All this makes me think Mother Nature is trying to take the "Extreme Weather of 2011" and rebrand it as the "Extreme Weather of 2012." Chicago saw one of the slowest starts to its snow season in the past 30 years, and the Northeast hasn’t really seen much snow at all, or even winter weather for that matter.

What in the world could be contributing to this unusually mild winter? There may be a few factors we have to consider: La Nina and the Arctic Oscillation.

First, let’s talk about the effects of La Nina, which NASA so affectionately referred to as “the diva of drought.” On January 18, NASA and the Jet Propulsion Laboratory released sea surface height and temperature data collected from their Jason-1 and -2 satellites. These are altimetric satellites, meaning they can detect sea-level heights and thus determine the temperatures of the water. How can sea surface heights tell us what the water temperatures are? Think about how air expands when it heats up. Water does the same thing, so when these satellites see higher sea levels, it means those waters are warmer.

Take a look at the satellite image above. As a word of caution, as cool as these images may appear, what they tell us may not be as exciting. The reds and yellows indicate warmer waters, and the blues and purples indicate cooler waters. Notice the blob of blues in the eastern Pacific? Those are the cooler waters that contribute to La Nina, and they’ve gotten slightly cooler, meaning La Nina has strengthened.

This La Nina was a more moderate event, but now that it has strengthened, that could mean continued stormy conditions across the Northwest this winter and spring.
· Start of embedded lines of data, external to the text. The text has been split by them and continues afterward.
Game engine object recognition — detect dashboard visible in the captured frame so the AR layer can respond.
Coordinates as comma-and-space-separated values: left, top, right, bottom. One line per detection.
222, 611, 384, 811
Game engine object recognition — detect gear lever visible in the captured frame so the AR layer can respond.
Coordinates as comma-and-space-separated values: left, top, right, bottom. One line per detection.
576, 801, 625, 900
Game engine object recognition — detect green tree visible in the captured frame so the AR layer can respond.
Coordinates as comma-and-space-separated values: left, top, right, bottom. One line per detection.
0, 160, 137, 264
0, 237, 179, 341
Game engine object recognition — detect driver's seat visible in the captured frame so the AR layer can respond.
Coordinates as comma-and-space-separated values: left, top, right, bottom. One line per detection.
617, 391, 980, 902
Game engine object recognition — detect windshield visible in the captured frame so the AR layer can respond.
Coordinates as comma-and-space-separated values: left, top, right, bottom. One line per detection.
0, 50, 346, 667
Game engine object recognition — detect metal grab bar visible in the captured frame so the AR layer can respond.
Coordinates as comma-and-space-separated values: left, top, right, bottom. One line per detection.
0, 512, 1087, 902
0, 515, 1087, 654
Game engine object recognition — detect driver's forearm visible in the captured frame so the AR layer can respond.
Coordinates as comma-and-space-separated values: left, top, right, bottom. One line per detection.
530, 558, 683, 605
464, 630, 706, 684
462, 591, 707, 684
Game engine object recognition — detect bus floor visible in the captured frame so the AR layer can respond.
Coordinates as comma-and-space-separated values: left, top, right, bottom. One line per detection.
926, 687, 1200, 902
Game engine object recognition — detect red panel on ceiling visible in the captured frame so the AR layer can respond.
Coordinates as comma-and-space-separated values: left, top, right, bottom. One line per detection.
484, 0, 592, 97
This could also lead to worsening wildfire conditions over the Southwest and Southern Plains, and scientists are now expressing concerns about conditions across Southern California and parts of the Southwest. The Colorado River basin has seen more dry years than wet years over the past decade, and Southern California has seen only two normal years of rainfall in the past six years. Experts fear that these conditions could lead to low water supplies if they do not see some improvements soon.

Although we know what La Nina can do to our weather patterns, there are other factors we have to consider. One particular climatological index that is affecting our weather is called the Arctic Oscillation. This is an index based on the differences in sea level pressure and the relative intensity of a semipermanent low-pressure area that is centered over the North Pole.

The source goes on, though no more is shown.